M1: Towards Scalable Test-Time Compute with Mamba Reasoning Models
This addresses the computational inefficiency of transformer-based models in reasoning tasks, offering a more scalable solution for AI applications in mathematics and similar domains, though it is incremental in building on existing Mamba and distillation techniques.
The paper tackles the problem of scaling test-time computation for complex mathematical reasoning by introducing M1, a hybrid linear RNN model based on Mamba, which achieves over 3x speedup compared to same-size transformers and matches state-of-the-art performance on benchmarks like AIME and MATH.

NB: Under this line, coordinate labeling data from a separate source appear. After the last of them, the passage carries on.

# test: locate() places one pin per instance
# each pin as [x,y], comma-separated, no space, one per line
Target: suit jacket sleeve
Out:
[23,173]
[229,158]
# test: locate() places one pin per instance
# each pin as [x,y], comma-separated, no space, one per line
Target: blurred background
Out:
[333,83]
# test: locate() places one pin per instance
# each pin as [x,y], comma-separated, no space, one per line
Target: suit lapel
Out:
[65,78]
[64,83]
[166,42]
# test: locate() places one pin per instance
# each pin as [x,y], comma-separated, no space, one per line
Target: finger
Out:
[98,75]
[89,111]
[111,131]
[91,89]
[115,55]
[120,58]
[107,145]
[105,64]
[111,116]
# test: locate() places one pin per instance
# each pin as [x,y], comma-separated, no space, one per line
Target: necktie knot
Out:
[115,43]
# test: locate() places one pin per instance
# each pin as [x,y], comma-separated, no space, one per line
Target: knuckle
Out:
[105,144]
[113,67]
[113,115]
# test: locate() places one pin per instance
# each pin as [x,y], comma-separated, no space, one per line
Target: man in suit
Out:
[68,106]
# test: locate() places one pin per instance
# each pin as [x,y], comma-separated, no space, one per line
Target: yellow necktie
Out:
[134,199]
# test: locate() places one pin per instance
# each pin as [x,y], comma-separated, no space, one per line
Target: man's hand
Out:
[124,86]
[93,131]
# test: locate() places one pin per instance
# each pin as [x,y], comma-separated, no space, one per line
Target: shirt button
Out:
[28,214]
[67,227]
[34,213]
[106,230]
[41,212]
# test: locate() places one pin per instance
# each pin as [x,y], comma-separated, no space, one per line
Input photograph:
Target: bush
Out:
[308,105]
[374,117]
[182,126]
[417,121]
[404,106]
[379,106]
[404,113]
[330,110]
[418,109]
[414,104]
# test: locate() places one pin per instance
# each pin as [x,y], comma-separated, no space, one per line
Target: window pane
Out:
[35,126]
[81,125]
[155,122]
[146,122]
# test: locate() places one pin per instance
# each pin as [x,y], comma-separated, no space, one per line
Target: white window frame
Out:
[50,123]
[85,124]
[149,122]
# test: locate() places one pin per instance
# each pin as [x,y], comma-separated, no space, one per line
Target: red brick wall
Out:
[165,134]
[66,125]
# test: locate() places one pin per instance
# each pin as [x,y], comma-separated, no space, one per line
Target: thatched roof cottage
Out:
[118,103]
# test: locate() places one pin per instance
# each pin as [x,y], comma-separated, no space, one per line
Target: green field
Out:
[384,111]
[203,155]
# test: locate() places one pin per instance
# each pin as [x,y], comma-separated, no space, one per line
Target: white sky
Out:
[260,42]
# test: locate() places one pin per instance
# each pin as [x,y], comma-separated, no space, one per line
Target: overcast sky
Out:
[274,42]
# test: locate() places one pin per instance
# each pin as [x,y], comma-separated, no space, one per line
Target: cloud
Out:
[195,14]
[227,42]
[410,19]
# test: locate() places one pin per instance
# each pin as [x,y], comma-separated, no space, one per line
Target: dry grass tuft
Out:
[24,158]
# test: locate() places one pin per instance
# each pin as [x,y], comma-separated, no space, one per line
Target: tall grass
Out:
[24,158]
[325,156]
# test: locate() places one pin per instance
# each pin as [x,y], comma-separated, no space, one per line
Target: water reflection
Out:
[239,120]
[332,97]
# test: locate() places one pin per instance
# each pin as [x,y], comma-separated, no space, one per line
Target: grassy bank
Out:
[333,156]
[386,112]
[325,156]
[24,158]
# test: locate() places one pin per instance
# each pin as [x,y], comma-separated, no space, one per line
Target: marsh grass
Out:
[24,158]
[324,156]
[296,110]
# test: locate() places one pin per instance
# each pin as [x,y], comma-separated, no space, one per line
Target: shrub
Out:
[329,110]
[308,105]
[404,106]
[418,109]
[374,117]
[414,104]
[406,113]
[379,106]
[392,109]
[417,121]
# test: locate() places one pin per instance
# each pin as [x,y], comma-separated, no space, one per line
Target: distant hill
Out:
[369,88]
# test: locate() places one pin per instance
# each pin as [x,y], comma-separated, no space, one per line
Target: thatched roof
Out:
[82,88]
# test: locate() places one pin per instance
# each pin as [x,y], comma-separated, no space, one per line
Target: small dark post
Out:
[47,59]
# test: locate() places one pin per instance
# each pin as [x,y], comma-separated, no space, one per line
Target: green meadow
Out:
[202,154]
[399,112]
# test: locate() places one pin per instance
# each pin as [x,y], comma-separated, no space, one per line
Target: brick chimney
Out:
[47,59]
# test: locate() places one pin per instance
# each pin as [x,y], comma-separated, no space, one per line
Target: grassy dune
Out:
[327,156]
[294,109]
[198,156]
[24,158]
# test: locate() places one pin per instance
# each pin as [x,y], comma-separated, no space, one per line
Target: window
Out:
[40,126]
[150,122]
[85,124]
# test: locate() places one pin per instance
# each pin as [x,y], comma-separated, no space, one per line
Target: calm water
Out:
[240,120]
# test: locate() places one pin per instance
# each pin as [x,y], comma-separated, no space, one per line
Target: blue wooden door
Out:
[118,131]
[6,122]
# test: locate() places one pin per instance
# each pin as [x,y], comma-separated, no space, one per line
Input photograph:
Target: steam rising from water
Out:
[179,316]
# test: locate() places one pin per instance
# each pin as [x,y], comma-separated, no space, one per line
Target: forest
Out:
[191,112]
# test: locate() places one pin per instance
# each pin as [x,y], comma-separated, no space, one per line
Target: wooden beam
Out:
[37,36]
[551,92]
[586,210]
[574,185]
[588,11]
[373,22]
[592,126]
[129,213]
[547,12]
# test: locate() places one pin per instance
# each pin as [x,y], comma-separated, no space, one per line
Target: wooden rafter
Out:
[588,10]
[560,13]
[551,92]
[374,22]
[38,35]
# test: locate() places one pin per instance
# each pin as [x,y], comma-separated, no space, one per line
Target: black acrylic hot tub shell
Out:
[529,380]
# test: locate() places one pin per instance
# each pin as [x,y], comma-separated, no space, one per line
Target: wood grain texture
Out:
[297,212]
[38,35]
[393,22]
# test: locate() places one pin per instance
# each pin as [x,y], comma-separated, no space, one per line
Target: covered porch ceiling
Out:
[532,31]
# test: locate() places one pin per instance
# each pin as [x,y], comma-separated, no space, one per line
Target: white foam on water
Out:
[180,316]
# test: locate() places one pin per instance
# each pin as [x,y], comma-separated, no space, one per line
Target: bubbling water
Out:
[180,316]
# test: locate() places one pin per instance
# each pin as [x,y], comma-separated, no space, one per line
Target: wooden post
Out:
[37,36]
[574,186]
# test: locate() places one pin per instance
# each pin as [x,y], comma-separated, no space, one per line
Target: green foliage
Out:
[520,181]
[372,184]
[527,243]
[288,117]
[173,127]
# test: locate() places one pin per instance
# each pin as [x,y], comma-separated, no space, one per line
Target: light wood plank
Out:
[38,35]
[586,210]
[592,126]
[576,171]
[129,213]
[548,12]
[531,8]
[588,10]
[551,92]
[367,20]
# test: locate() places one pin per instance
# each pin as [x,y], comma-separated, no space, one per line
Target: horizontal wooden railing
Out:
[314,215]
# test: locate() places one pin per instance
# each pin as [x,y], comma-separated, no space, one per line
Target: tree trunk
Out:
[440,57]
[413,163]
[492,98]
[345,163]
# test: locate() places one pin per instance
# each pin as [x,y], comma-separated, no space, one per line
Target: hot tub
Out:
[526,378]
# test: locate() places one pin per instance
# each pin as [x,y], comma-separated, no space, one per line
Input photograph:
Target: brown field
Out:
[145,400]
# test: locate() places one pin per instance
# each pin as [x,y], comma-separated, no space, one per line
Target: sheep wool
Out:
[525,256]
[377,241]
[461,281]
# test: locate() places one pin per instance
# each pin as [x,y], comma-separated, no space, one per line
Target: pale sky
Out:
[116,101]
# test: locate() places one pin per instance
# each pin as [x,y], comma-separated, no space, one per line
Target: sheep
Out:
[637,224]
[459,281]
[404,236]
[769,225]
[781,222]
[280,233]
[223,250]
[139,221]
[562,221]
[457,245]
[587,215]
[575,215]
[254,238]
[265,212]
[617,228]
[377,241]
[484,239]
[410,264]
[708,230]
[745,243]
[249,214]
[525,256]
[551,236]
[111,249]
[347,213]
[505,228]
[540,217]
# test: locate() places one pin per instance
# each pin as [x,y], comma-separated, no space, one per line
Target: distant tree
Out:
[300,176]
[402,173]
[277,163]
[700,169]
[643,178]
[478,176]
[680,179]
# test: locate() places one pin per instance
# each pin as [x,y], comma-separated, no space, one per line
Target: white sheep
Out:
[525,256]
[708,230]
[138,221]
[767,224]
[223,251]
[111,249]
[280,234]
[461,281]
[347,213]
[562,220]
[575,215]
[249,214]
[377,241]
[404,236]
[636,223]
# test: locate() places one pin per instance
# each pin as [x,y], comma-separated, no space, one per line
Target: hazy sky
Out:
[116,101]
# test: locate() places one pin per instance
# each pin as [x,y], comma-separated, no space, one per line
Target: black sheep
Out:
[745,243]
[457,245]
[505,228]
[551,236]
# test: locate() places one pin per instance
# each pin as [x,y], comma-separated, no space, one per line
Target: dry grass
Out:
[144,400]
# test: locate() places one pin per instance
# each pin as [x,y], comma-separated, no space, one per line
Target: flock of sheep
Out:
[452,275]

Effective reasoning is crucial to solving complex mathematical problems. Recent large language models (LLMs) have boosted performance by scaling test-time computation through long chain-of-thought reasoning. However, transformer-based models are inherently limited in extending context length due to their quadratic computational complexity and linear memory requirements. In this paper, we introduce a novel hybrid linear RNN reasoning model, M1, built on the Mamba architecture, which allows memory-efficient inference. Our approach leverages a distillation process from existing reasoning models and is further enhanced through RL training. Experimental results on the AIME and MATH benchmarks show that M1 not only outperforms previous linear RNN models but also matches the performance of state-of-the-art Deepseek R1 distilled reasoning models at a similar scale. We also compare our generation speed with a highly performant general purpose inference engine, vLLM, and observe more than a 3x speedup compared to a same size transformer. With throughput speedup, we are able to achieve higher accuracy compared to DeepSeek R1 distilled transformer reasoning models under a fixed generation time budget using self-consistency voting. Overall, we introduce a hybrid Mamba reasoning model and provide a more effective approach to scaling test-time generation using self-consistency or long chain of thought reasoning.